Dick Costolo, Twitter Inc.'s former CEO, said in a television interview he expects the valuation declines at the IPO stage to persist in the next two years. He predicts "lots of money in the private markets chasing few deals" and driving up prices. "When these things finally see the light of day in the retail markets, it sort of – probably rightly – turns out to be the case that these are not worth as much as their last private rounds were," said Mr. Costolo, now head of his fitness startup, Chorus.
Compounding the uncertainty, Snap doesn't issue forward-looking guidance, leaving investors and analysts guessing. On Tuesday, Snap's stock was downgraded from a buy to the equivalent of hold by analyst Brian Nowak at Morgan Stanley, the lead underwriter for the company's IPO.
Mr. Nowak slashed his share price target to $16 from $28 – a 43-per-cent cut. The rationale? The company's ad products are taking longer to improve and evolve than previously expected, he said, prompting him to cut his 2017-18 revenue forecasts by seven percentage points to 13 per cent.
Blue Apron is confronting its own rival colossus. Three days before the meal-kit delivery company's IPO, Amazon.com Inc. concussed the entire food industry with an agreement to buy Whole Foods Market Inc. for $13.7-billion.

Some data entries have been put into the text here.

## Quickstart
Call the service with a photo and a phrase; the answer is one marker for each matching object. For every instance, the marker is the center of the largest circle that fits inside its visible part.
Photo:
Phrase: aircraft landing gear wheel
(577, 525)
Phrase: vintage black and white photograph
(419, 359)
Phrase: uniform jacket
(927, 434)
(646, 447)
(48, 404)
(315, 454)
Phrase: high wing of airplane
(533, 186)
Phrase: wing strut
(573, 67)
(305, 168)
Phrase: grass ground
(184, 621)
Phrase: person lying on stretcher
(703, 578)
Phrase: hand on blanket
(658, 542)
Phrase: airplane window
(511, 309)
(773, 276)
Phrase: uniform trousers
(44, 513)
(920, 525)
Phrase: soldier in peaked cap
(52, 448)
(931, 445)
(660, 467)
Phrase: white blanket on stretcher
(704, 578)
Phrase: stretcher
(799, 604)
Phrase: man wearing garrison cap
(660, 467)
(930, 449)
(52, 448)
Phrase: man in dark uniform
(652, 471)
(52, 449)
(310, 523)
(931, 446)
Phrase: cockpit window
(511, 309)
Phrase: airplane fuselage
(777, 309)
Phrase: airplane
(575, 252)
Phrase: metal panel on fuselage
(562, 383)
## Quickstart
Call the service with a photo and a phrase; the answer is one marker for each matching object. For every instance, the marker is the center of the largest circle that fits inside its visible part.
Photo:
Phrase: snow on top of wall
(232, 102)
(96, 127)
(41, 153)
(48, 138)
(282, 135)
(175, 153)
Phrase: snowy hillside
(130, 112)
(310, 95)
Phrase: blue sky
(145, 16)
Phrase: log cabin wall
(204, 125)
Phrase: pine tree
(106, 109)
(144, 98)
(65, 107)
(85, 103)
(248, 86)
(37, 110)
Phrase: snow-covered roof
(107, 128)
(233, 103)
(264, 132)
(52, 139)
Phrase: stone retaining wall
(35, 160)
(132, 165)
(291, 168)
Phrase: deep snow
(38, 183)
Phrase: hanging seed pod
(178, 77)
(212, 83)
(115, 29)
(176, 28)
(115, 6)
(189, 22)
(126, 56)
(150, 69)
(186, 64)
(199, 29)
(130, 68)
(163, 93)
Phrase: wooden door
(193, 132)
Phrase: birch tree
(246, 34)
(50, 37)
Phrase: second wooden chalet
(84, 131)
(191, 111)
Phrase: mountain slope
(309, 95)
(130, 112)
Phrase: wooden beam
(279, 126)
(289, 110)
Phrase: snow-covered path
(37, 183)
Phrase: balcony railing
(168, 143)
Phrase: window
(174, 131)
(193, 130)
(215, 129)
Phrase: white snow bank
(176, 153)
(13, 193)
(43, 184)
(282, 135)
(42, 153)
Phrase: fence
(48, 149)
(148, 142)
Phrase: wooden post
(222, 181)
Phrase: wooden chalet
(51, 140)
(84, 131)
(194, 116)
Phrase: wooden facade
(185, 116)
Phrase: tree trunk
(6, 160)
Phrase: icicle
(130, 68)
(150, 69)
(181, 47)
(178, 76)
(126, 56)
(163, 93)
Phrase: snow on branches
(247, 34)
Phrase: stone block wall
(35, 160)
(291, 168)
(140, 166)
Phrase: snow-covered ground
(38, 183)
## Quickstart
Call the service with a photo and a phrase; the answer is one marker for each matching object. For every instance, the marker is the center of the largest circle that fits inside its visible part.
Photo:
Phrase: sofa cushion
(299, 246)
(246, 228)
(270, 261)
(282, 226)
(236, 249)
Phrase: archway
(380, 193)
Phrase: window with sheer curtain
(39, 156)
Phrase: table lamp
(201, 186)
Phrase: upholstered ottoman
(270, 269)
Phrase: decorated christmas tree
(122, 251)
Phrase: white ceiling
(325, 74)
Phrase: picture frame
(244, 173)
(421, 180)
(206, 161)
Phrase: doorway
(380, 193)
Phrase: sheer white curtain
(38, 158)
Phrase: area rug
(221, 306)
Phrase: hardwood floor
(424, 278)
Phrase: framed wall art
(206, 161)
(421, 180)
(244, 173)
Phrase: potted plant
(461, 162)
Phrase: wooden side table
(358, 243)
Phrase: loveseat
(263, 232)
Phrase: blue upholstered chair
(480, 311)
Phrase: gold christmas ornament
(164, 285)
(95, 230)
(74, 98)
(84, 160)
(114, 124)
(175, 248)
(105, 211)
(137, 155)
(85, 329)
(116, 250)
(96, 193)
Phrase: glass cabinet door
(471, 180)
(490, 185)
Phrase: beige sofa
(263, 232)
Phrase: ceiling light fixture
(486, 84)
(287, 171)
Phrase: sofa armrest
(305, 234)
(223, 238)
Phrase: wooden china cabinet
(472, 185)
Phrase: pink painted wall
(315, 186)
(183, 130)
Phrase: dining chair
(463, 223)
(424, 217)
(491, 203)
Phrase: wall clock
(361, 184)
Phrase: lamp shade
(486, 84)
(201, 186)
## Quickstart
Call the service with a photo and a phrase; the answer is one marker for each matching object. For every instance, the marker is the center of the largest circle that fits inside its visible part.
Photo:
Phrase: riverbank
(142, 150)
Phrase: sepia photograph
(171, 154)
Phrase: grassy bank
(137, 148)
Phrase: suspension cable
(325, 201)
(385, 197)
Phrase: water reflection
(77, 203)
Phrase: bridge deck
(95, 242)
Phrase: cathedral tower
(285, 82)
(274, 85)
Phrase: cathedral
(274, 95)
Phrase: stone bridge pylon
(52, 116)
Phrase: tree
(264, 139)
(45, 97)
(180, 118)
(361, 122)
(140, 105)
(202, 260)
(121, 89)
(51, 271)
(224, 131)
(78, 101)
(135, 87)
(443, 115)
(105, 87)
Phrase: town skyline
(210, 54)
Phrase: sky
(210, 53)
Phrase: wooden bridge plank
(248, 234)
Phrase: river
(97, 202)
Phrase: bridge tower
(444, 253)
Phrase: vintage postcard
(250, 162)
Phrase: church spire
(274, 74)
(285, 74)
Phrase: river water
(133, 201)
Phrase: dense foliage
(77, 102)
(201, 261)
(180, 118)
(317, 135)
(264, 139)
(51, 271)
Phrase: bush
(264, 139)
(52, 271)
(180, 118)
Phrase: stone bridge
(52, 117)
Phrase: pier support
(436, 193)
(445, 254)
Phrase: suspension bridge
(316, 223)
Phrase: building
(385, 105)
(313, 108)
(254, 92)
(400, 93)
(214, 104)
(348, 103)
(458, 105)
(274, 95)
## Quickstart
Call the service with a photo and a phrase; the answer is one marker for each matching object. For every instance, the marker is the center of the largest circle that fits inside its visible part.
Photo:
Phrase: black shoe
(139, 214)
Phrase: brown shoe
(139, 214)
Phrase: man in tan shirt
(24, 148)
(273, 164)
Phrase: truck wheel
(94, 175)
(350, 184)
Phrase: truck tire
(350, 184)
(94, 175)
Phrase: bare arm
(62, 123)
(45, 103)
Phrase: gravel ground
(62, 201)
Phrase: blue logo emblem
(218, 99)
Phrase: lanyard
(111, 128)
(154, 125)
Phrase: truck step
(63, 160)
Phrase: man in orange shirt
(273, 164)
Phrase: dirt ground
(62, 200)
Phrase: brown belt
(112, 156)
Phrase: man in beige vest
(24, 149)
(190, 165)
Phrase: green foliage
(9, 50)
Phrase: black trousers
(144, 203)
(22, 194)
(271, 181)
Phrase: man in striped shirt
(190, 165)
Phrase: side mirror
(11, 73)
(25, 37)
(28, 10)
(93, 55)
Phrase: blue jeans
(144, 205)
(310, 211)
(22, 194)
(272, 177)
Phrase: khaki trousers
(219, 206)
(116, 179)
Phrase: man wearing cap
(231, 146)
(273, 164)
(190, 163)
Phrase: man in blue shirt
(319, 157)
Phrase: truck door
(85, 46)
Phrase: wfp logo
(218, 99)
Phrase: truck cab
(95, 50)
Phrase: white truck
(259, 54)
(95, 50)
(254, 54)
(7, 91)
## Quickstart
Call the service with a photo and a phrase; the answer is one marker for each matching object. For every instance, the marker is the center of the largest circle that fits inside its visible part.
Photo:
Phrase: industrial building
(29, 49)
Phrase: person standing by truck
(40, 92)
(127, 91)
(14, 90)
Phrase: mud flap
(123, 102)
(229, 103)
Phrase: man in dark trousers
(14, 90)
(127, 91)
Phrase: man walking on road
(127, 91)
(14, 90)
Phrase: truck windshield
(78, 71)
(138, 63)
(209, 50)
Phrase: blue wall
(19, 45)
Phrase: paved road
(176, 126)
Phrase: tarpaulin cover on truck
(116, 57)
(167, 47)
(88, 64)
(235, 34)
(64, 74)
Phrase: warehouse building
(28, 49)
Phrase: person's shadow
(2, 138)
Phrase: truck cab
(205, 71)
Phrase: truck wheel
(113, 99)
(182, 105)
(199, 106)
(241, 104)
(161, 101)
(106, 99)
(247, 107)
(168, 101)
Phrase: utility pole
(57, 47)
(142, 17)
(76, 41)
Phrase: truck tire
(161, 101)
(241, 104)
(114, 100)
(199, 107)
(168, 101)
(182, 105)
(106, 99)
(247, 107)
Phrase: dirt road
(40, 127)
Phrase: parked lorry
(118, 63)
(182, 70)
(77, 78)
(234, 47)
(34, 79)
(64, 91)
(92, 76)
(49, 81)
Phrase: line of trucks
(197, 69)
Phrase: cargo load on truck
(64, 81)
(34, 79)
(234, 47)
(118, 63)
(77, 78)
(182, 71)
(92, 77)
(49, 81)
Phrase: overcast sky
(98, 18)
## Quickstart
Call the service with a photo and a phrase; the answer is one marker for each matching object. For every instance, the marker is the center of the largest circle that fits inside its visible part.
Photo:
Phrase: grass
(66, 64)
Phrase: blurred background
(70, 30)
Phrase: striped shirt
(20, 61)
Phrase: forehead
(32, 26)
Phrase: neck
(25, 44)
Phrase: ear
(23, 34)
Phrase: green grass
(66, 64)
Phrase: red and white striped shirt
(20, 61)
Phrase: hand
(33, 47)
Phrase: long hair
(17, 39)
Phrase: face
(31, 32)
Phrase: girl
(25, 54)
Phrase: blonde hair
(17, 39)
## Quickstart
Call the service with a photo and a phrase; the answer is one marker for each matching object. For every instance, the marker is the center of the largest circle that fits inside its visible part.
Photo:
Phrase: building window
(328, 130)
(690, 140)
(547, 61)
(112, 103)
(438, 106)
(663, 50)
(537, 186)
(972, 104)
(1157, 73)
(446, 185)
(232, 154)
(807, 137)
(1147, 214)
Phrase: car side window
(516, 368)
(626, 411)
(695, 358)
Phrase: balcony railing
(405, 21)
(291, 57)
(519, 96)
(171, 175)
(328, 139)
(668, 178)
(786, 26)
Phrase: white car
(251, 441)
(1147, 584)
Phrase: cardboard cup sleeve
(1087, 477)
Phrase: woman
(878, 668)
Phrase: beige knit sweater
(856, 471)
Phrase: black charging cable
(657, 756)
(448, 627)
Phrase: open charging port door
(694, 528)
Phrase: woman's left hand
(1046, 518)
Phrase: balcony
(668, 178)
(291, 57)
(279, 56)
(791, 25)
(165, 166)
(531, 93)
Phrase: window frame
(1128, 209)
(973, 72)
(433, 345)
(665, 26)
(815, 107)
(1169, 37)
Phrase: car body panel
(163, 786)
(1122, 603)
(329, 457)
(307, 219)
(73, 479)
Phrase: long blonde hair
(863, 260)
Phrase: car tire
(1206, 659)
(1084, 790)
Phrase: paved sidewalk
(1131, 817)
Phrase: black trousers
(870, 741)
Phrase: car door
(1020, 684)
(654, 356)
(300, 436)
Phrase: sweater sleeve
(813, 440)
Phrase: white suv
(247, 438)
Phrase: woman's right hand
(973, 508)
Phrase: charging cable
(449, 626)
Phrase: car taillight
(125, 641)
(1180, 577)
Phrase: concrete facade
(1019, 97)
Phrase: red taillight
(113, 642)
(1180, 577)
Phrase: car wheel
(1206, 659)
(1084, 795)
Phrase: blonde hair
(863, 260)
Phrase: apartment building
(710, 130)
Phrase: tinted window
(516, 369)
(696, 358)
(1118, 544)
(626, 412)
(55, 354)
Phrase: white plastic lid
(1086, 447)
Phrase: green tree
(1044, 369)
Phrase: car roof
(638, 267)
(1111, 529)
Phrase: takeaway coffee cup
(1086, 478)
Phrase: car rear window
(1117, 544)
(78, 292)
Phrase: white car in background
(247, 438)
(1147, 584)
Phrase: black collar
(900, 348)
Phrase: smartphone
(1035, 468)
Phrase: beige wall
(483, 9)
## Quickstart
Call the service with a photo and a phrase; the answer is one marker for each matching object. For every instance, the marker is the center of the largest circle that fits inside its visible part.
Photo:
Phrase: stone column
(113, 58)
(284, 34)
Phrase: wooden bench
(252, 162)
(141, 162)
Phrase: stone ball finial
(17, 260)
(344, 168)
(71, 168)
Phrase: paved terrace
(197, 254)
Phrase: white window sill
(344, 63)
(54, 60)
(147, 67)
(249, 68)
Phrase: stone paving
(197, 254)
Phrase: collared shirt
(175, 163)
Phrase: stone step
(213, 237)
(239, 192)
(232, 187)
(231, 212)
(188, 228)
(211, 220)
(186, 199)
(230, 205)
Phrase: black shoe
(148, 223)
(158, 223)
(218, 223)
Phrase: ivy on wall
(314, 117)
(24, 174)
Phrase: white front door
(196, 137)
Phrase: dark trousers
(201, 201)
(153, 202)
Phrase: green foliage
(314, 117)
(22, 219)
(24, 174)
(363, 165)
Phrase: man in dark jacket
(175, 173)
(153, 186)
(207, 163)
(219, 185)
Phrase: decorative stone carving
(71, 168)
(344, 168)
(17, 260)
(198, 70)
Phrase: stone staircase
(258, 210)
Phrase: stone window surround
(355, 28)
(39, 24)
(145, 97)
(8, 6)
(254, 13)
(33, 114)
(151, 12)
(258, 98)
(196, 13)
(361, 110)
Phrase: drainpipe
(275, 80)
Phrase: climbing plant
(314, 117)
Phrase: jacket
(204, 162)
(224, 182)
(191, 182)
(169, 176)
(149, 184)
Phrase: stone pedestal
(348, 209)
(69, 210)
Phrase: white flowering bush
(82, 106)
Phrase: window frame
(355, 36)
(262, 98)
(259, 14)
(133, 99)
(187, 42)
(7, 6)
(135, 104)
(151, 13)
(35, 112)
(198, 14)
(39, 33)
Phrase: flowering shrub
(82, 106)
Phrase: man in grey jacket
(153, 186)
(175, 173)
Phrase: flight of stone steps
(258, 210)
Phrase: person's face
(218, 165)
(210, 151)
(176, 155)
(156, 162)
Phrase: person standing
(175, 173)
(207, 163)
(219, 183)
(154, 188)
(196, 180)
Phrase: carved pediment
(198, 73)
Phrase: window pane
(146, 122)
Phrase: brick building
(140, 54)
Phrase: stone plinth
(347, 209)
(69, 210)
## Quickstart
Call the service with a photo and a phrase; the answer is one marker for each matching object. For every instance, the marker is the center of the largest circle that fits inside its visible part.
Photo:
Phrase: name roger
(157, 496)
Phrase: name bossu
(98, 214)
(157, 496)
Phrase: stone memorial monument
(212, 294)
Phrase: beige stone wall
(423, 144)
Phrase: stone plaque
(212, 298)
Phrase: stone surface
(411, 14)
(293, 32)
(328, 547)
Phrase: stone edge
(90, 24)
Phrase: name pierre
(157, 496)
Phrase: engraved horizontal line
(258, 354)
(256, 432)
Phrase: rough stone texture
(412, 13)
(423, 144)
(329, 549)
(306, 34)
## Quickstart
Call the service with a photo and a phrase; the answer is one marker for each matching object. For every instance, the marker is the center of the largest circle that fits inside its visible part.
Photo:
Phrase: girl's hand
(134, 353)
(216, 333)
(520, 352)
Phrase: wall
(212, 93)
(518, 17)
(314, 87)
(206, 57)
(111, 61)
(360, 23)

The company's aspirational $3.2-billion valuation would have been richer than the average of U.S.-listed e-commerce companies. Emphasizing its Web-based service, it angled to be valued as a high-growth tech company rather than as a grocery-delivery service, people familiar with the matter have said.
Management's spiel fell flat with public-market investors. The New York-based company ended up selling its shares for $10 on June 28, less than two-thirds of its initial target price and the second-biggest cut for a U.S. IPO in five years. Raising $300-million, Blue Apron clocked a market value of about $1.9-billion, less than its $2-billion valuation in a 2015 private-funding round, when it had less than half the net sales it did last year.
The pain doesn't end there for Blue Apron; its disappointing IPO take may force it to seek more cash soon. Shares slipped about 24 per cent below its IPO price since the stock started trading on June 29.
One analyst expects Blue Apron to fall further. Chuck Cerankosky of Northcoast Research was the first to rate the stock, giving it a $2 price target with a sell rating, citing the company's "severe cost challenges as well as a competitive set that is broadening and intensifying."
"It is important to note that this is not a technology company just because orders are received digitally," he wrote in a note to clients this week. "We have no doubt that Blue Apron produces a fine product for consumers. For investors however, we think the stock is less than attractive."